A nadie le importaron los Oscar este año. Según la consultora Nielsen, que lleva el rating de la ceremonia, la emisión de los 93° Premios de la Academia de Hollywood tuvo 9,85 millones de televidentes. Es decir, una caída respecto de 2020 de -nada menos- el 58% de la audiencia, dado que el año pasado, cuando el filme coreano Parasite hizo historia con el Oscar a Mejor película, tuvo 13,75 millones de espectadores. La debacle tiene muchas causas. Para comparar: ls VGA (premios a y de la industria de los videojuegos) tuvo este año 83 millones de espectadores -vía streaming, además. 

Causa 1: las películas no le interesaron realmente a nadie, poca gente pudo verlas por la pandemia y porque la gran ganadora -Nomadland- no fue a plataformas, y porque el sesgo políticamente correcto de las nominaciones desalentaron a la gran masa de espectadores de cine en los EEUU, que suelen deplorar tales cuestiones. Esto es claro si se tiene en cuenta que casi todo el "rebote" y la cobertura de prensa de la ceremonia pasó por hablar de diversidad y de injusticias (el no premio a Chadwick Boseman) en lugar de glamour, películas o alguna arista divertida (solo el bailecito de Glenn Close tuvo algo de peso).
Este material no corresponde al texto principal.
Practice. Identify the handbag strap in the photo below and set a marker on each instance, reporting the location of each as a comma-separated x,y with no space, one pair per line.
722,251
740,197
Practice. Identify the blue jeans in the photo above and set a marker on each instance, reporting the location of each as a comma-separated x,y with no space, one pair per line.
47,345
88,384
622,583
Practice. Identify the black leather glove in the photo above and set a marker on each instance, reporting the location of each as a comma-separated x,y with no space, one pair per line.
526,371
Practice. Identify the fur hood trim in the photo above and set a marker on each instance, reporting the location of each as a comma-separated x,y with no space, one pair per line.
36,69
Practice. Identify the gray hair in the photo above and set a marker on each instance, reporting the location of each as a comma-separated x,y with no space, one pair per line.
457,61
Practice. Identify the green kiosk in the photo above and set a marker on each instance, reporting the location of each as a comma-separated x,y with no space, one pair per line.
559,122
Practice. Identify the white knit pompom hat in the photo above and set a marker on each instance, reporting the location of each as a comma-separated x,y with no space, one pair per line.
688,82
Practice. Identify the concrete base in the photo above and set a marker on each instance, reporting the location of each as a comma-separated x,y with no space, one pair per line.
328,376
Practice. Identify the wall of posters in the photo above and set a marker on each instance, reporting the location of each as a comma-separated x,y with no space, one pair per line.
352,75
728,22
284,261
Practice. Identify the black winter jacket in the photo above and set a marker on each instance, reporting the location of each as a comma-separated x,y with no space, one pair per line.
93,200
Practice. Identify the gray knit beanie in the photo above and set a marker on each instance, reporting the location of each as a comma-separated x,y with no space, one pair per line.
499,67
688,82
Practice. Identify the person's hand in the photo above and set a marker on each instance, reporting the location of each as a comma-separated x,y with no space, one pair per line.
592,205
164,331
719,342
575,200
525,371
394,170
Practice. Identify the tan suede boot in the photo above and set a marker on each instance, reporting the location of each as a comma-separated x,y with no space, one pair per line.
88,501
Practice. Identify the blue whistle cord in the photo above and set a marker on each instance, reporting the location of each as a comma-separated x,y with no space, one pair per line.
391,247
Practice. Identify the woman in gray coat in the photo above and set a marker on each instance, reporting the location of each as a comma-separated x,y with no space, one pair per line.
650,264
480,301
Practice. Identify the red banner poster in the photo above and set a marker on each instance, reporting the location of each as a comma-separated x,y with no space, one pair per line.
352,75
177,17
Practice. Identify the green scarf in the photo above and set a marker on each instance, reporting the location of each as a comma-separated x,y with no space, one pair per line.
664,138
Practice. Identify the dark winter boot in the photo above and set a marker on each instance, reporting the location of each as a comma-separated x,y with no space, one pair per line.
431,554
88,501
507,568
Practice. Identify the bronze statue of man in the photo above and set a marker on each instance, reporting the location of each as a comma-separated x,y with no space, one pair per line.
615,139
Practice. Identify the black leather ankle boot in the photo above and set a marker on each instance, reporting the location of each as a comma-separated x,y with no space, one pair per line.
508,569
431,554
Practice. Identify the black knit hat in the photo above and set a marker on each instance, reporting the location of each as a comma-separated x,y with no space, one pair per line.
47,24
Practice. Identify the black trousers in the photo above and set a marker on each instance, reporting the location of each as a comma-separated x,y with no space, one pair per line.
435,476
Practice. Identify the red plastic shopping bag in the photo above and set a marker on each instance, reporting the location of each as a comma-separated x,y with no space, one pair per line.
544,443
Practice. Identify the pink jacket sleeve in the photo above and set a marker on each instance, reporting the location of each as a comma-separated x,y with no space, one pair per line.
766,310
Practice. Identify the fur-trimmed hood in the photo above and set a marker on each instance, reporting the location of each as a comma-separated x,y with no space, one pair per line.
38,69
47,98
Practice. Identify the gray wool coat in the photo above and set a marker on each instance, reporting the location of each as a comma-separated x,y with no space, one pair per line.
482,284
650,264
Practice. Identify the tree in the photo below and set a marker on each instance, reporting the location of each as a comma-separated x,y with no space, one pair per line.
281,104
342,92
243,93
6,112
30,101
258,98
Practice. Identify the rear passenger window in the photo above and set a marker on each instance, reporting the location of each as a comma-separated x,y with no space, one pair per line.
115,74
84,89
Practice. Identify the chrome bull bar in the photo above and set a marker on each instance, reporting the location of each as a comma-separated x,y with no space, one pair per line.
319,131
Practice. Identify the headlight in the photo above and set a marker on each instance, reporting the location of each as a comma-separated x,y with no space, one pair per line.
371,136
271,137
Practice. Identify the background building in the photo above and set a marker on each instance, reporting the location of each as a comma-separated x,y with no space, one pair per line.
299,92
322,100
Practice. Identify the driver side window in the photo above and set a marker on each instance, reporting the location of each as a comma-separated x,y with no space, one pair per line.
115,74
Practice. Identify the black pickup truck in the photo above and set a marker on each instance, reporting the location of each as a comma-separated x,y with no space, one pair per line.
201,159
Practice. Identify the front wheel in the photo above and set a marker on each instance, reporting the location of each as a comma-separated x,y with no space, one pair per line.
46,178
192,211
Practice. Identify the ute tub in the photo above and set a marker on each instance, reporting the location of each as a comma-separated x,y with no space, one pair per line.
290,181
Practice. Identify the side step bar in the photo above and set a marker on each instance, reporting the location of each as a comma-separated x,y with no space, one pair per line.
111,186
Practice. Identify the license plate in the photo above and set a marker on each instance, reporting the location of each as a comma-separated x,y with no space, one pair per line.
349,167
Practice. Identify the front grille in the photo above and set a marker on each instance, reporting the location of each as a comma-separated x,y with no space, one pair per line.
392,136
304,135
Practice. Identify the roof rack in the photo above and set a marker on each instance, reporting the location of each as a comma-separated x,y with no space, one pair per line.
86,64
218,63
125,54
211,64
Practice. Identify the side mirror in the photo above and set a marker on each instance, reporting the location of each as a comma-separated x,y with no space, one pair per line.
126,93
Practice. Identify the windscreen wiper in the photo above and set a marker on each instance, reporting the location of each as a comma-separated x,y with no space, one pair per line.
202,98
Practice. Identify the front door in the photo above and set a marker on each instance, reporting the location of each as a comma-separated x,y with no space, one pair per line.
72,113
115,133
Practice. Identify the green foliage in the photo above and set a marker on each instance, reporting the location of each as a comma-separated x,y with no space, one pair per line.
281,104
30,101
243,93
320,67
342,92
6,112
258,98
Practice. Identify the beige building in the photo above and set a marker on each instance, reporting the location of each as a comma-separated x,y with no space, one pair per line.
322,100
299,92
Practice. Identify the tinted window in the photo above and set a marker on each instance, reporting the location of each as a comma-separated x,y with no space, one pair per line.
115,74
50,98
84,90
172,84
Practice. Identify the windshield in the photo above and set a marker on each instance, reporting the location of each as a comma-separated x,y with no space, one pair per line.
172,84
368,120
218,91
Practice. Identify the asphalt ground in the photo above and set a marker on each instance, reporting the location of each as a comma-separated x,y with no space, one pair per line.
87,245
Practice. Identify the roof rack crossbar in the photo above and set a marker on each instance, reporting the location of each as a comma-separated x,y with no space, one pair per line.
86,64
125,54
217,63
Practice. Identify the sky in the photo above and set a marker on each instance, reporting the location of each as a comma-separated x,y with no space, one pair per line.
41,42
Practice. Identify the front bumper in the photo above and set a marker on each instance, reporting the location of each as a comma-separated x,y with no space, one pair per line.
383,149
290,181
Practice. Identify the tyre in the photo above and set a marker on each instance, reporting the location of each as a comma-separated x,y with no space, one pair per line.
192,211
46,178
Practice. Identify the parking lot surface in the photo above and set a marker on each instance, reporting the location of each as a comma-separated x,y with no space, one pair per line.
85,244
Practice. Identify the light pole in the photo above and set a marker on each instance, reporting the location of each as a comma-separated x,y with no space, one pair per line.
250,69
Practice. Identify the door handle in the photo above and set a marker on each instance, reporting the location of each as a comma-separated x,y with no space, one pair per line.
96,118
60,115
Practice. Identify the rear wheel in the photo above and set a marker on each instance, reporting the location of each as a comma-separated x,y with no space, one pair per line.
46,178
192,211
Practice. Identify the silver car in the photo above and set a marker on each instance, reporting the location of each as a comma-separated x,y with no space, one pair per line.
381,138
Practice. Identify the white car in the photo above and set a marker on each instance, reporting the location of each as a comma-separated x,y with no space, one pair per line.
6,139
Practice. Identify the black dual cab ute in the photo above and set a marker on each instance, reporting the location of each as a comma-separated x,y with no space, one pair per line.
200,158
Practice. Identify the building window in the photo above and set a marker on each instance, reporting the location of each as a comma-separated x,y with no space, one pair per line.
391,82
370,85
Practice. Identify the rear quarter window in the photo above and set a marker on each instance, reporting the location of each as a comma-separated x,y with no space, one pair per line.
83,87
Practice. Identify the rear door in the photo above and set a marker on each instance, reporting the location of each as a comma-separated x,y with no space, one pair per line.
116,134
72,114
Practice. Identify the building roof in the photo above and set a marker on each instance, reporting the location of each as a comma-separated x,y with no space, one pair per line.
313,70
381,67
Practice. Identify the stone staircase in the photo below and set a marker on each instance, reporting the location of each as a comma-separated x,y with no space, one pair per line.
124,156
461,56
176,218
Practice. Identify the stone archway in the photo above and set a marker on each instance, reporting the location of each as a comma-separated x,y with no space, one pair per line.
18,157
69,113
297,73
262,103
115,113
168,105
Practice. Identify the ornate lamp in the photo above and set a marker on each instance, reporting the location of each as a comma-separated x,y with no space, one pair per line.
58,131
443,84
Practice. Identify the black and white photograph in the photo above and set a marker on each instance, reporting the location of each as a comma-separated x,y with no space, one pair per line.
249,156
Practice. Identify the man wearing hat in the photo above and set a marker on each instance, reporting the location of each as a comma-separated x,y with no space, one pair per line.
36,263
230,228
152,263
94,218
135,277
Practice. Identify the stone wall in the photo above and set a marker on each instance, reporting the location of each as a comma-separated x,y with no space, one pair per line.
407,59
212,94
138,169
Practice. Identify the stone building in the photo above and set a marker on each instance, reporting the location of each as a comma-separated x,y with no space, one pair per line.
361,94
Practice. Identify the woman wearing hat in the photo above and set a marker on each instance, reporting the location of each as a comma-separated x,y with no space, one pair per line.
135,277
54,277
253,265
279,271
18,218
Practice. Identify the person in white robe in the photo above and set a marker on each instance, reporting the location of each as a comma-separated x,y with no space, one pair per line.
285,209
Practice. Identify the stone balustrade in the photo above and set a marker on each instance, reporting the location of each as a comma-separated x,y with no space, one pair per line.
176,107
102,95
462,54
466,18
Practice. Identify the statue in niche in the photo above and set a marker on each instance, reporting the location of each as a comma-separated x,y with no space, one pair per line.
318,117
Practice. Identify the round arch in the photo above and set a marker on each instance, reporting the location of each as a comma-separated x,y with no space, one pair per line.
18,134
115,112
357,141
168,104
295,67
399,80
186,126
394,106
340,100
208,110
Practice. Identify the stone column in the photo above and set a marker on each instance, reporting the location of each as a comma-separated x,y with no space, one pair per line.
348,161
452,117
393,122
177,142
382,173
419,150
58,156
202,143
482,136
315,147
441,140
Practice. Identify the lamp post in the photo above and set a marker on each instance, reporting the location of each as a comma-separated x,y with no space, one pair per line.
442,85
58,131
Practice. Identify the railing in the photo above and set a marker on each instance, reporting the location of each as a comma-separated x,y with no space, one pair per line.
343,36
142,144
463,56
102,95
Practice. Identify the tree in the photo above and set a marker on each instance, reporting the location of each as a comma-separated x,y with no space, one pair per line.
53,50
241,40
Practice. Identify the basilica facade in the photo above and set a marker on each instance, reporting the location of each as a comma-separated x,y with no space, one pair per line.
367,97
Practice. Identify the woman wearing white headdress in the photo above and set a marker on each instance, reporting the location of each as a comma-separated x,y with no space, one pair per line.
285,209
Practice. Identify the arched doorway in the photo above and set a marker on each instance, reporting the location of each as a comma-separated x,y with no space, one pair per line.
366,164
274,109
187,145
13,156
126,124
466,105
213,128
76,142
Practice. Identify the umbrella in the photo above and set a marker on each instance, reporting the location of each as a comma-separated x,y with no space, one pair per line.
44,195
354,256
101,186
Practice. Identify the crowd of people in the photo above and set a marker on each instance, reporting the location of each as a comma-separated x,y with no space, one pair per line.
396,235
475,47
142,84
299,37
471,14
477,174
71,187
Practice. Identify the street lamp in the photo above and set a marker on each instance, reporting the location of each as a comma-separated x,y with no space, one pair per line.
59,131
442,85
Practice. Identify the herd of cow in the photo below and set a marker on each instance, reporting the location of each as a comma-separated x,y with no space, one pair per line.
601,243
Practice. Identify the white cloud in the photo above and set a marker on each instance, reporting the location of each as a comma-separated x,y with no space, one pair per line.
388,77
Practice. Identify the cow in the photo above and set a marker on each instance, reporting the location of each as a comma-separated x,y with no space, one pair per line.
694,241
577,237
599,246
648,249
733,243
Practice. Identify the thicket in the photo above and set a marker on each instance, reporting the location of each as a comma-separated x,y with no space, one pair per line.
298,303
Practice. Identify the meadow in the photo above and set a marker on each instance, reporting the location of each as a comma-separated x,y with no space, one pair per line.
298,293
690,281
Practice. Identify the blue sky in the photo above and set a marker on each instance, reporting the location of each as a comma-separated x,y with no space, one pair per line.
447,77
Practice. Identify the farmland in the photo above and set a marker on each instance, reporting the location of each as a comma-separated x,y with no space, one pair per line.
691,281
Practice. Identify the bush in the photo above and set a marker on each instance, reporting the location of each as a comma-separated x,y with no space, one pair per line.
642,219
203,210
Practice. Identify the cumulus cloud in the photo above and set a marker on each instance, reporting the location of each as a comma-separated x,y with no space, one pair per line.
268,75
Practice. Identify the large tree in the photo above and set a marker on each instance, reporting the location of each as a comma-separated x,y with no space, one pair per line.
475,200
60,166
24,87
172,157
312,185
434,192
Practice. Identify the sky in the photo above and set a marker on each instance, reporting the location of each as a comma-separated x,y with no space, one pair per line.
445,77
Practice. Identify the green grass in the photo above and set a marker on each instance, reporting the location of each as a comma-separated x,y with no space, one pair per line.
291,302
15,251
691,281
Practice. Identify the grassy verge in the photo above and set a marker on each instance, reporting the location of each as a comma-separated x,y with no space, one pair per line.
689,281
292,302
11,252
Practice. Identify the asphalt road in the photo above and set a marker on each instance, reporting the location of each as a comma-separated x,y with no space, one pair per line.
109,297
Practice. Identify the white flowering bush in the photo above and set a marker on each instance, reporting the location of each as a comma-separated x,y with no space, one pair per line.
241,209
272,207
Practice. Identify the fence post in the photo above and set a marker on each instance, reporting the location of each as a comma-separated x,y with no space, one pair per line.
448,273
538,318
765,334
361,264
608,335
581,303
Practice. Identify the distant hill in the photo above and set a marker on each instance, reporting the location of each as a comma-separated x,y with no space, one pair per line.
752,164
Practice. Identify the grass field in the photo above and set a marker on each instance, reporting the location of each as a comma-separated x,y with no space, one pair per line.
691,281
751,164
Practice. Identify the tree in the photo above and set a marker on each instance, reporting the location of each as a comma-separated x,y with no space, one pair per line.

Causa 2: hay por lo menos dos generaciones de usuarios (ya no espectadores pasivos) que no ven televisión de aire prácticamente nunca, a lo que hay que sumarle que la penetración del cable en los EE.UU. pasó en diez años del 90% al 62%. El ejemplo de los VGA muestra eso: los más jóvenes prefieren el streaming. Y, claro, los videojuegos. Para que quede clarísimo: la caída en ese sector demográfico fue la más pronunciada, del 64,2% respecto del año pasado.

Causa 3: por norma, esta clase de eventos tienen como atractivo el espectáculo, el humor y la frivolidad de mirar vestidos. Nada, absolutamente nada de eso -que permite tomarse menos en serio las cuestiones políticas o declamatorias que nunca han faltado en estos premios-  hubo en esta ocasión. El público lo sabía y, por lo tanto, declinó verlos.

Causa 4: poquísimas estrellas y demasiado diálogo. Más allá de que casi todos los discursos (inusitadamente largos para lo que suele ser la ceremonia) fueron de paz y concordia además del habitual saludo a productores, familiares y favorecedores (en ese orden, estrictamente), la cantidad de explicaciones, discursos sobre lo buenos que son los actores, etcétera que hubo volvieron tediosa la emisión.

Así las cosas, salvo que haya un gran cambio -poco probable- en el sistema audiovisual que apunte a atraer a una demografía esquiva, o que vuelva algo de diversión y alegría, es probable que los premios lleguen a sus 100 años como comenzaron en 1927: con una cena entre pares cubierta por la prensa uno o dos días después.